Although unlikely, measurement error might have affected our results. The assay used is not affected by other common viral antibodies and has good performance characteristics. Error cannot have been introduced by inaccuracies in mortality information, since the exact date is immediately registered in the Social Security database. Residual confounding might have also affected our results. In this study, we measured CMV IgG antibody levels at a single time point and did not directly measure CMV reactivation. Although it is postulated that higher CMV IgG antibody levels represent more frequent or intense subclinical CMV reactivation from latency, this has not been conclusively proven. CMV IgG antibody levels correlate well with CMV-specific B-cell numbers [40], but significant intraindividual variation exists [40], and antibody levels do not always reflect the presence of CMV DNA [41]. This variation may explain the wide range of CMV IgG antibody levels (middle and high) associated with mortality in our study. Other events that might affect CMV IgG levels acutely or chronically have not been studied. It is possible, therefore, that CMV IgG antibody levels are elevated through an unknown mechanism and that the underlying cause is also associated with the risk of death. In this context, CMV infection might even be an innocent bystander or a measure of a failing immune system [42].

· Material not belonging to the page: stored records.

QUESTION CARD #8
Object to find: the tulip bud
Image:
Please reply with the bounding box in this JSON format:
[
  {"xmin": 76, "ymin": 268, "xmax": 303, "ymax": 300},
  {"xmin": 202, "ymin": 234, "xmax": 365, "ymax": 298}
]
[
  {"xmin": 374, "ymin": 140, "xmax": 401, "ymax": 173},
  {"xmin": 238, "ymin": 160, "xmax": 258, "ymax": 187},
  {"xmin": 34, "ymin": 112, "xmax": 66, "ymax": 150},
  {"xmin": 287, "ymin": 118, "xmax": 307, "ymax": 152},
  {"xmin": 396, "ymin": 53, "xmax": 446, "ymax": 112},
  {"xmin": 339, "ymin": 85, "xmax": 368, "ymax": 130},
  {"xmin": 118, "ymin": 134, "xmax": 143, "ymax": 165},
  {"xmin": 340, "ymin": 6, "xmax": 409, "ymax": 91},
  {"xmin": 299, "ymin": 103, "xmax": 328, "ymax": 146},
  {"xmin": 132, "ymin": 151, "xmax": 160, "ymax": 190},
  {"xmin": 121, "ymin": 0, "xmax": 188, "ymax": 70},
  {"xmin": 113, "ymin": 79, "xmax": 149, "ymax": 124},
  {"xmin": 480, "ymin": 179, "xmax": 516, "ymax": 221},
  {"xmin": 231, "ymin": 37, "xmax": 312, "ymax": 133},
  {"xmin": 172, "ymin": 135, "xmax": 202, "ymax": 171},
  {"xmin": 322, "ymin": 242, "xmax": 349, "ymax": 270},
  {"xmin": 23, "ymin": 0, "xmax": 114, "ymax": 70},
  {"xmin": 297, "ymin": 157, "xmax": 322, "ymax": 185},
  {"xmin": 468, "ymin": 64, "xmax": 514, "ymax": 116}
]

In conclusion, this study contributes to growing evidence that CMV immune response is related to the deleterious processes involved in aging, contributing to premature mortality. The mechanisms underlying these associations remain to be elucidated, but cardiovascular disease could have a lower role than expected in ill elderly with high comorbidity. Further studies elucidating the pathophysiological and biologic mechanisms underlying the association between CMV infection, disease and death are needed. These findings provide a strong rationale for well designed longitudinal hospital population studies investigating the clinical effects and pathogenic mechanisms of persistent CMV infection, the results of which can guide public health efforts on potential preventive and therapeutic strategies for this widely prevalent infection. Given the improvements in clinical efficacy that licenced vaccines for older adults have already been demonstrated [43], we support the need – already expressed by other authors – to develop effective vaccines against CMV infection applicable to seronegative subjects of any age [44].

Disclosure statement

No potential conflict of interest was reported by the author(s).